In government debt markets, the yield on the two-year US Treasury note, which closely tracks policy expectations, was flat at 1.16 per cent after rising earlier in the session. Bond yields move inversely to their prices.

Meanwhile, the German 10-year Bund yield climbed above zero ahead of the European Central Bank’s policy meeting on Thursday, with traders betting that the ECB will join the global move towards tighter monetary policy by raising rates before the end of the year.

Markets are now pricing in two rate rises of 0.1 percentage points by December, with some analysts forecasting that the ECB could even opt for a larger quarter point increase in late 2022 in an attempt to bring down high inflation.

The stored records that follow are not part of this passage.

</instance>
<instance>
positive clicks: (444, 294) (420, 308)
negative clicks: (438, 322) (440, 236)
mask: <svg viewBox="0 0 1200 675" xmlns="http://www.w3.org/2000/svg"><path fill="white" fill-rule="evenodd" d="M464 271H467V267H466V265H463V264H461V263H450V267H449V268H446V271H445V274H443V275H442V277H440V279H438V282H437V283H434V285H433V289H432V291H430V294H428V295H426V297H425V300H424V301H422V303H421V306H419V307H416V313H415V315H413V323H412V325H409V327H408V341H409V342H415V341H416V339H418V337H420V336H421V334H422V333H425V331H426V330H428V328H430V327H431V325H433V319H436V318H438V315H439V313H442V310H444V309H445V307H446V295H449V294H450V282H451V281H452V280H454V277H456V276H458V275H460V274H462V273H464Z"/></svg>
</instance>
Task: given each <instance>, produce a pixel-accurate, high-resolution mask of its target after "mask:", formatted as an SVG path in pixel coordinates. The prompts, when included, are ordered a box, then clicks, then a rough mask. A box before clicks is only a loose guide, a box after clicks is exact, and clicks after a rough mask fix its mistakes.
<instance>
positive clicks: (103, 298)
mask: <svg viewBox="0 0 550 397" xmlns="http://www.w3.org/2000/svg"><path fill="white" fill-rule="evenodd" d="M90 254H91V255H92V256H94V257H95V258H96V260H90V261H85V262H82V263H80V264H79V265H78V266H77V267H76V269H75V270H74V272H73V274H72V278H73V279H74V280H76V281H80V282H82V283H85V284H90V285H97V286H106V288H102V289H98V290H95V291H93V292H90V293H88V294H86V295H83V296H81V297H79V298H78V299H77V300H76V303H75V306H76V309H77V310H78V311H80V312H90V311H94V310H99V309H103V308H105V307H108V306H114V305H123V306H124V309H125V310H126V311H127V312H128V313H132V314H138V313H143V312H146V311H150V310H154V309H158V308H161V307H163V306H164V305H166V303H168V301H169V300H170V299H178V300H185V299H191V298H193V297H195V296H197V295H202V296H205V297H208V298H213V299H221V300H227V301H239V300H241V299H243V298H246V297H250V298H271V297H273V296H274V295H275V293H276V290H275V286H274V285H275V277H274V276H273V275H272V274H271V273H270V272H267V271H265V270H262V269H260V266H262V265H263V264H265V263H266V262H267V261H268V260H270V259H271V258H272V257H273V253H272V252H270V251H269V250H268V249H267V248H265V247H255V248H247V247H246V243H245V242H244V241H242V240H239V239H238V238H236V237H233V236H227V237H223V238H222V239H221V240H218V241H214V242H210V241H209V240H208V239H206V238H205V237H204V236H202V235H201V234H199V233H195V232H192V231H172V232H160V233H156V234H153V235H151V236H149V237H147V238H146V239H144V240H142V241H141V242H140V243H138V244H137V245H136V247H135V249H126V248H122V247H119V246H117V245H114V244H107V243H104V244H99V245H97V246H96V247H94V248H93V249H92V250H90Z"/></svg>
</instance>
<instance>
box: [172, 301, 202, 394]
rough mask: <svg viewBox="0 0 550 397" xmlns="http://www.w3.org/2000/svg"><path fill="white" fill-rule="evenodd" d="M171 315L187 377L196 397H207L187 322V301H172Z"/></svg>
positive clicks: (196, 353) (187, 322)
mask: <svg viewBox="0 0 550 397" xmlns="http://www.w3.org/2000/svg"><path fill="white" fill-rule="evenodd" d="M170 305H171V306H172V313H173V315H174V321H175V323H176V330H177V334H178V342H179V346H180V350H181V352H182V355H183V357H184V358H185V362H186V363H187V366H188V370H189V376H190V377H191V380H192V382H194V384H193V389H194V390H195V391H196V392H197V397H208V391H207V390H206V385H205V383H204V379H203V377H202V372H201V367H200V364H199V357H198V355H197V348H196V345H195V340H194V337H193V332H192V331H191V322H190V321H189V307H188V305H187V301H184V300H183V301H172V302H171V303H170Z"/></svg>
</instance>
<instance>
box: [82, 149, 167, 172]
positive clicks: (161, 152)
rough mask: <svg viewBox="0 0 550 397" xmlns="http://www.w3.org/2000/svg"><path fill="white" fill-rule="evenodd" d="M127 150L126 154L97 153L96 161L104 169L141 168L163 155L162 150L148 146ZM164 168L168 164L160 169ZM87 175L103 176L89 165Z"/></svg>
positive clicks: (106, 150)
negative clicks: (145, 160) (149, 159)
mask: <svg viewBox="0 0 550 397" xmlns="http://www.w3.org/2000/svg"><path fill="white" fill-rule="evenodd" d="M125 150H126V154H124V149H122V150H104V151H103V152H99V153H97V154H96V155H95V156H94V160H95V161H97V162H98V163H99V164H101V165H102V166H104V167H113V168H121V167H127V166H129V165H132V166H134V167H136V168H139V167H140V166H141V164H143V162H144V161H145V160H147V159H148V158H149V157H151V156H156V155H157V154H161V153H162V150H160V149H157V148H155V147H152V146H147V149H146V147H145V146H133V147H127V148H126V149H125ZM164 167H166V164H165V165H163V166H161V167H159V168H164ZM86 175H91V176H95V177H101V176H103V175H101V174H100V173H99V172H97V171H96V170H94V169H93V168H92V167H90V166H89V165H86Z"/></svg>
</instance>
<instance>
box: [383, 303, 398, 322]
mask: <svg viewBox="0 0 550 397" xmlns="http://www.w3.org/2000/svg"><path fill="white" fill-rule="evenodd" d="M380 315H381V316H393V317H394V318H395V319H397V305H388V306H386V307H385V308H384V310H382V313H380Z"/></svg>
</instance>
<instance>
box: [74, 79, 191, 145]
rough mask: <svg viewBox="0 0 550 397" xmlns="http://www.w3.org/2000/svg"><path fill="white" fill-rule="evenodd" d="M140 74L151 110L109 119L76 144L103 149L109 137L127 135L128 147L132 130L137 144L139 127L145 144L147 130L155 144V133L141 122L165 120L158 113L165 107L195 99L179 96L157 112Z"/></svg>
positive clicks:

Investors are also weighing up how to respond should a conflict erupt in Ukraine. Oil prices could rise above $100 a barrel if Vladimir Putin, Russian president, were to cut natural gas supplies to Europe, according to Anatole Kaletsky at Gavekal Research.

“This would result in a global inflation crisis comparable to the one that followed the 1973-74 Arab oil embargo,” Kaletsky wrote in a note on Monday. “A drastic tightening of monetary policy and a profound bear market both in bonds and equities would likely follow.”

Brent, the international crude benchmark, rose 1.4 per cent to $91.25 a barrel on Monday.

In European equities, the Stoxx 600 index closed 0.7 per cent higher after losing 1 per cent in the previous session. London’s FTSE 100 was flat. In Asia, Hong Kong’s Hang Seng and Tokyo’s Nikkei 225 both advanced 1.1 per cent.